A friendly reminder:
The problem isn’t you. The problem is the problem. –Steven Pressfield
Some stuff is just hard.
We start thinking we messed up. That it’s an issue with us. But it’s not. The work is hard and the problem is hard. You need to solve the problem, not fix yourself.
The quote above is from Steven Pressfield’s incredible Do the Work. The audiobook (that’s a store link) is about 90 minutes long, so it fits in a single dreary London commute and costs less than lunch.
My problem as of late
My previous businesses have been “proper” tech startups. I’m know one or two specific verticals and business models well enough for them to act as anchors for my mental model of the startup world.
Without making an explicit decision to do so, I found myself spending all my time doing stuff like writing this blog (which I love) and working on lots of projects rather than a single company.

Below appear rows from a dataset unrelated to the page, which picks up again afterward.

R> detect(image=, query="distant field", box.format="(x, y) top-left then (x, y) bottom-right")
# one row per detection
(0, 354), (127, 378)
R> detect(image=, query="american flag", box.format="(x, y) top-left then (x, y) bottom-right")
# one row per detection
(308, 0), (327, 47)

I had no idea how to describe what I was doing, where it was leading, or how to go about getting there.
And I thought the problem was me. That I didn’t have the vision and wherewithal to see the goal. And worse still, I wasn’t able to decide what to do first because I had no way of knowing whether it was useful long-term.
I was a touch stressed.
Moving the problem outside
But then, remember:
The problem isn’t you. The problem is the problem.

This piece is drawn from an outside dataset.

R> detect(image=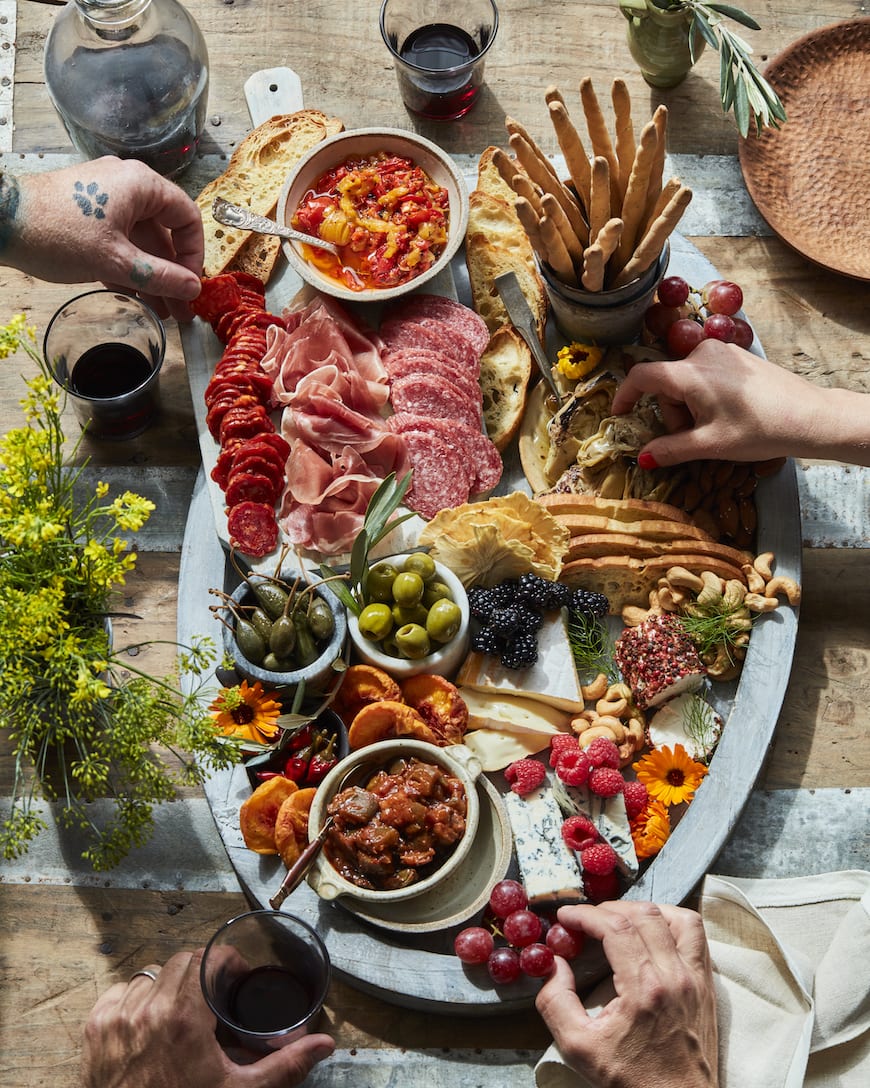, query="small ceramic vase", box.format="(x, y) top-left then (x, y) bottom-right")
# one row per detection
(619, 0), (706, 87)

My problem was that I had no idea how a gig-based business works (as opposed to a tech startup). So over the past 2 weeks I’ve dug into the literature, taking notes on a dozen books, countless posts, and plenty of videos. I dissected the business models of the companies I admire in the space, and took a deep look at a few I want to actively avoid imitating (aka. antilogs).

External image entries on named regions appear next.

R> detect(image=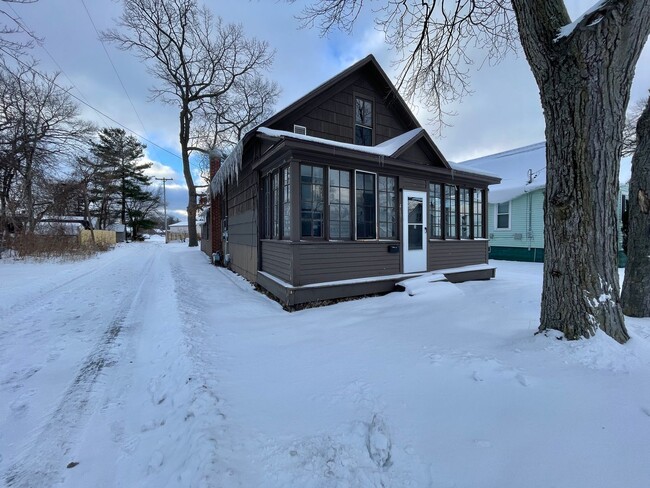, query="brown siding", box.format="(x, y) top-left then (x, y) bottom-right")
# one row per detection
(225, 170), (258, 281)
(261, 240), (293, 283)
(292, 242), (400, 286)
(427, 240), (488, 271)
(274, 72), (415, 144)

Figuring out how to move forward in unknown terrain is an impossible sludge. You can’t do a thing without second guessing yourself because you don’t know which way is up. Of course I was feeling stuck.
On the other hand, doing a bit of good old fashioned book learning is super easy. It gave me a sense of the constraints and wiggle room for a new type of business.
Keep on keeping on
Now, I’m not saying you should drop everything and start reading. In fact, please don’t ;). Your momentum is precious!
Literature happened to be the solution to my most recent problem, but it may not be the solution to yours (or my next one).
If you’re feeling stuck because of something you can’t do, aren’t good enough to do, or don’t know how to do, then take a step back. The problem isn’t you. The problem is the problem.
Separate it from yourself, see what it looks like, and then do the entirely mundane work required to unknot it.